Index table for horizontal shard

indexsharding

Lets assume we have a vary amount of clients, which could manage some stuff on our site. Each client has his own table, which is used to store data. For instance: client_1, client_2, …, client_N. Each table could contain different amount of records, but there could be clients which could have more than a hundred of thousand records in a table.

The task is to create aggregate search on the site, which will display results from different tables for a certain search keyword. In this case we face with a problem that we need to perform up to N queries to N tables. This is not cool.

The idea is to create an index table which will collect all information from all tables and will be updated by insert/update/delete trigger on a concrete table.

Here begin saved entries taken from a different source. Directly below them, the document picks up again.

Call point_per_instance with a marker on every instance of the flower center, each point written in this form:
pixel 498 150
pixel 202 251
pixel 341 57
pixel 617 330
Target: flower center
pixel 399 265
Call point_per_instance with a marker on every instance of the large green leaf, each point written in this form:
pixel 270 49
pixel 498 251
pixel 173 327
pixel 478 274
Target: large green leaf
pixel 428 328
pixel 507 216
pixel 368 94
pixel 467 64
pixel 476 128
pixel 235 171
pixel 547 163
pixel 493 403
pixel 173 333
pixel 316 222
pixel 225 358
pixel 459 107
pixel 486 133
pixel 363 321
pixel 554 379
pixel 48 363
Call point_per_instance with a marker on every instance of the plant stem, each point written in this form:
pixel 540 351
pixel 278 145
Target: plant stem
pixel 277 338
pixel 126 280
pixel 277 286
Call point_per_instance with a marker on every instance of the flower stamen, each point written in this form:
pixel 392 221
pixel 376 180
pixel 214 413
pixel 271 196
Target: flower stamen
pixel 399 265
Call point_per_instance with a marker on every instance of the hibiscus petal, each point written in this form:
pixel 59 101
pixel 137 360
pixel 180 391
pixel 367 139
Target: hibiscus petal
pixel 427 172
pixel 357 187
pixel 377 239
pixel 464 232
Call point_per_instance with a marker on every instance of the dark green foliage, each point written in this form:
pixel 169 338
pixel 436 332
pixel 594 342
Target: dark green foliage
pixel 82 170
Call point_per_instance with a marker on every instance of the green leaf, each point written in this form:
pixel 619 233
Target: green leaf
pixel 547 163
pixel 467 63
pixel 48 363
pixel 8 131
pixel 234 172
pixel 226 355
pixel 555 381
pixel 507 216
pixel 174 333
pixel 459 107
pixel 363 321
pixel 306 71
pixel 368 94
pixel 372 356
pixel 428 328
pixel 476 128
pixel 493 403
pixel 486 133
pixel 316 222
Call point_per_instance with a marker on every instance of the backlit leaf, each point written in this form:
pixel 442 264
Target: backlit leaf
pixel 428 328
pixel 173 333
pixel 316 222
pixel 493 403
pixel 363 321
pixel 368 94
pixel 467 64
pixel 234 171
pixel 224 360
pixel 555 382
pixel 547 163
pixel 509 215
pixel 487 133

I feel uncomfortable with this "index table" idea, because it could contain a huge amount of records and will be quite big overhead for our database. Is there any other approach how to build an index for horizontal shard?

Best Answer

There are many general solutions to the problem. Here are three that quickly come to mind.

  1. SSAS
  2. VoltDB
  3. Map Reduce Framework

What you're describing is what would historically fall under an OLAP solution. If you can handle some lag time in your data then perhaps a solution such as SQL Server Analytic Services (SSAS) could provide you a solution. You could read data from these tables, perhaps via some secondary reporting server to not affect your operational database, and then perform these aggregations and processing of data you described.

However, this problem also has some newer solutions we see in the Big Data realm with a specific focus on "Velocity" not necessarily "Volume" of data. Velocity can mean either the processing of relatively static data quickly or the processing of dynamically changing data that is actively being ingested by the DB.

A second option is to allow a contemporary "NewSQL" database engine, such as VoltDB, to do this for you. VoltDB handles a lot of this "indexing" as you referred to it and it does so in real-time as opposed to per-aggregated data that may not be current. There are always performance tradeoffs when performing aggregations across many tables as opposed to a specific table but in my experience an in-memory DB engine, such as Volt, can beat traditional OLAP solutions when considering many metrics including processing speed and management.

Another option is to use the Map Reduce framework many DB engines support today. This implies that you're happy with off-line processing of a problem\query as opposed to real-time processing.

It's not an exhaustive list but hopefully that gives you some other ideas. I know that the triggers you are speaking of can easily spiral out of control due to hotspots in your tables especially if your SQL is not optimized. The one recommendation I will strongly make is to definitely get this processing off of your operational server and do this on a secondary replica\reports server.